Tags: blogging
This post compares different blogging options I considered when choosing to put my writing online.
My initial candidates were:
- Tumblr: I am familiar with publishing on the site, they have a great interface for publishing multimedia content. It would be easy to filter based on different types of content if I’m interested in posting audio, images, and text. It might be odd to publish long-form blogs on Tumblr, though. I’m not sure if anyone does that.
- lesswrong.com: This is probably the online community I follow most closely, though I haven’t gotten my nerve together to post there yet. This is a poor candidate in that I’m interested in writing on broader themes than rationality specifically.
- Medium: Visitors to Medium expect long-form text posts (unlike Tumblr) on a diversity of topics (unlike lesswrong). I’ve never posted there before, and reading about it was a little uncomfortable. They are interested in curating sets of posts they can paywall, promote, and monetize, and I can only imagine that posting there without the intention to be edited and monetized puts me outside of their target authorship.

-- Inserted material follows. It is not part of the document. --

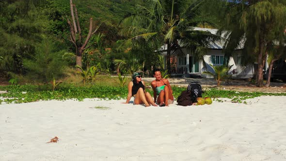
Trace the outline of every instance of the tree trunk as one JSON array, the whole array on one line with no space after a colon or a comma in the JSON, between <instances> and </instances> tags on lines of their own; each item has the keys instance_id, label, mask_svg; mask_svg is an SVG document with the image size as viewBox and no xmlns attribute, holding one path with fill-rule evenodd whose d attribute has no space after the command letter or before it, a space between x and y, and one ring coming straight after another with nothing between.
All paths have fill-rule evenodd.
<instances>
[{"instance_id":1,"label":"tree trunk","mask_svg":"<svg viewBox=\"0 0 286 161\"><path fill-rule=\"evenodd\" d=\"M76 64L80 67L82 66L81 64L81 55L77 55L77 59L76 60ZM77 70L80 71L79 68L77 68Z\"/></svg>"},{"instance_id":2,"label":"tree trunk","mask_svg":"<svg viewBox=\"0 0 286 161\"><path fill-rule=\"evenodd\" d=\"M273 68L273 64L274 62L277 59L272 59L270 62L270 65L269 65L269 68L268 69L268 76L267 77L267 81L265 84L265 87L269 87L270 86L270 80L271 79L271 74L272 73L272 68Z\"/></svg>"},{"instance_id":3,"label":"tree trunk","mask_svg":"<svg viewBox=\"0 0 286 161\"><path fill-rule=\"evenodd\" d=\"M259 38L259 49L257 57L257 64L258 65L257 72L257 86L259 87L263 86L263 67L265 60L264 60L263 53L264 51L264 42L263 35L261 34Z\"/></svg>"},{"instance_id":4,"label":"tree trunk","mask_svg":"<svg viewBox=\"0 0 286 161\"><path fill-rule=\"evenodd\" d=\"M171 44L167 44L167 69L168 74L171 74Z\"/></svg>"}]
</instances>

- gwern.net: Gwern is an inspiration to me, and reading his thoughts about his own site drives home the value in controlling one’s own site. He has made a huge investment in his tools and in creating the site he has, and everything is open-source. I could benefit from his substantial investment, and have a clone of a really magnificent creation! This appeals to me more than posting things on a network managed by someone else, because I would retain control over everything, and posting could be as simple as
git push
. However, I expect these tools are bespoke. He uses hakyll, though doesn’t recommend it to a general audience, and though I am decent at Haskell, the idea of learning all the tools he’s developed gives me the feeling of using someone else’s vim config: it’s difficult to discern the where unexpected behavior comes from and very costly investigation and some substantial growing pains may be prerequisites to productive blogging. This feels like a major investment, and though it might be an interesting experiment, if my goal in blogging is to do anything besides learn how to manage a complicated Haskell-based blogging toolchain, something else would likely be a better bet. - Hakyll: I searched DuckDuckGo for “static site generator,” and found a list of static site generators ordered by GitHub stars. The first 30+ tools were all in various flavors of JavaScript, Ruby, Go, and Python, which initially deflated me. I am not interested in maintaining a website built on dynamically-typed languages. The first tool that actually interested me was Hakyll, after all! This is probably worth looking into a bit further.
- elm-pages: I like Elm. At my last job, I worked in Elm for two years.I hope elm grows more popular as an approachable ML-inspired language and alternative to JavaScript. Dillon Kearns seems legitimate… but this tool is very young. The upside is that Elm is very comfortable to me, and I think that whatever I want to do would be in my most comfortable language. This is probably also worth investigating.
- PureScript static site generator: I respect some people that really enjoy working in PureScript. If I’m interested in using a static site generator, maybe I could use a language that thrives in the frontend, that has a powerful type system, and that has more friendly tooling (so I’ve heard) than Haskell. Elm is a little verbose, and I’d like to have typeclasses back, and I’ve heard PureScript is something like Haskell with less baggage. I thought I’d see what looked good on github: the GitHub trending page for PureScript had nothing listed! I’ve never actually experienced such a thing. Where do I find popular purescript tools? I decided I’d better give up on that route and pursue a Hakyll site.
Hakyll, Tufte style
So I landed on Hakyll, and have decided to follow gwern’s lead and liberally pull from Tufte CSS. As this is my first post, I am posting it before exploring all the details. I edited my site.hs
file to serve the font Tufte CSS demands, and edited the file paths in tufte.css
to reference the font on the path I decided makes sense, and found these small edits to be more cumbersome than I expected, but I’m happy enough with the current results to proceed. I expect it’s partly a function of my Haskell being rusty, and I’m very comfortable with paying some overhead of Hakyll hacking if it gets me back into Haskell.